Ray Wilson

No. 42, 35
- Position: Safety

Personal information
- Born: August 26, 1971 (age 54) Panama City, Florida, U.S.
- Height: 6 ft 1 in (1.85 m)
- Weight: 202 lb (92 kg)

Career information
- High school: A. Crawford Mosley (Florida)
- College: New Mexico
- NFL draft: 1994: undrafted

Career history
- New Orleans Saints (1994); Green Bay Packers (1994);

Awards and highlights
- First-team All-WAC (1993);

Career NFL statistics
- Games played: 6
- Stats at Pro Football Reference

= Ray Wilson (American football) =

American football player (born 1971)

Ray Wilson (born August 26, 1971) is a former safety in the National Football League (NFL). Wilson was born on August 26, 1971, in Panama City, Florida where he attended A. Crawford Mosley High School. After high school, Wilson was signed by Auburn University to play college football, although he ended up not passing his ACT and was unable to attend Auburn. Instead, he went to Pearl River Junior College for two years before transferring to the University of New Mexico where he played for their college football team. During his first season at New Mexico, he was the starting safety for all 11 games and recorded 94 tackles, the 12th most in the Western Athletic Conference that season. He was named a team captain for his senior season.
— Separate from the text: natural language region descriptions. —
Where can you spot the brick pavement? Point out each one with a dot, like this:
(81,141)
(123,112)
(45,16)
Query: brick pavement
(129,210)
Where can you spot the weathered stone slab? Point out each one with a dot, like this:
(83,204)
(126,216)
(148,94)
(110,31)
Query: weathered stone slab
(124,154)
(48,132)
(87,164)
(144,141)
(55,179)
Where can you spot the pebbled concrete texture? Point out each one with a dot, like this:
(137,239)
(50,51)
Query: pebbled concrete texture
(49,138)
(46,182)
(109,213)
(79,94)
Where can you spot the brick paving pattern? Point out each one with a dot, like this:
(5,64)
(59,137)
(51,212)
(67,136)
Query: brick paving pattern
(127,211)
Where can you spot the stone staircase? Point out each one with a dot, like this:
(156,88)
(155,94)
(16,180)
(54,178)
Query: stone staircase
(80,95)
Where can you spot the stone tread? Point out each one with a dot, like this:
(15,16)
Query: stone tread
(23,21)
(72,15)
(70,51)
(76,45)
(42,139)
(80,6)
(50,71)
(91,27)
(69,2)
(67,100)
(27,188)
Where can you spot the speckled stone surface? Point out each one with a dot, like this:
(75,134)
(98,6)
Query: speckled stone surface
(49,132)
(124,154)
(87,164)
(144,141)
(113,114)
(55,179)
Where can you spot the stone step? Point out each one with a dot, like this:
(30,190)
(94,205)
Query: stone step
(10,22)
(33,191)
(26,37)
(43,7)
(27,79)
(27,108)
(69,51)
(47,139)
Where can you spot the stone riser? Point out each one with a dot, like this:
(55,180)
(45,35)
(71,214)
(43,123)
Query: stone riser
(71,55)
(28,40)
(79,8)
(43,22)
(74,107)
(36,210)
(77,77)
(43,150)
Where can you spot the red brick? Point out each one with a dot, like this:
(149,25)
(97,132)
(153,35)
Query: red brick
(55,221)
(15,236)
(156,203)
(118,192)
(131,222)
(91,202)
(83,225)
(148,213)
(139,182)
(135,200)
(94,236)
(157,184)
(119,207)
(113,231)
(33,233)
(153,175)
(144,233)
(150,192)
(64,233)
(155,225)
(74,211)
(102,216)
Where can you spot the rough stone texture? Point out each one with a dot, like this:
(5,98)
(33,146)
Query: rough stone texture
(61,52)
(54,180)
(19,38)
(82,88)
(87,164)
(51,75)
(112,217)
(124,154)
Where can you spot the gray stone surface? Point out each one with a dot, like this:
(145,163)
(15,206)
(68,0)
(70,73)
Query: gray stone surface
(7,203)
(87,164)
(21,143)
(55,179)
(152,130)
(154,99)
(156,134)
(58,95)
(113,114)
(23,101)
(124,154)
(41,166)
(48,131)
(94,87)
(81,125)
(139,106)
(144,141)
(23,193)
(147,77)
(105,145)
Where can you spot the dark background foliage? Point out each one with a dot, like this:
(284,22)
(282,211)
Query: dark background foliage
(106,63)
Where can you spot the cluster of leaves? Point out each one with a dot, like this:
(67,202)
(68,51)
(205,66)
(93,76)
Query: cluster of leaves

Wilson split the 1994 NFL season between the New Orleans Saints and the Green Bay Packers. He played in the first three games of the seasons for the Saints before being released. After signing to the Packers' practice squad, Wilson was activated to the Packers full squad in late November 1994. He played for the Packers for the remainder of the season, although he was inactive to the game day roster for two of the five games that he was on the team.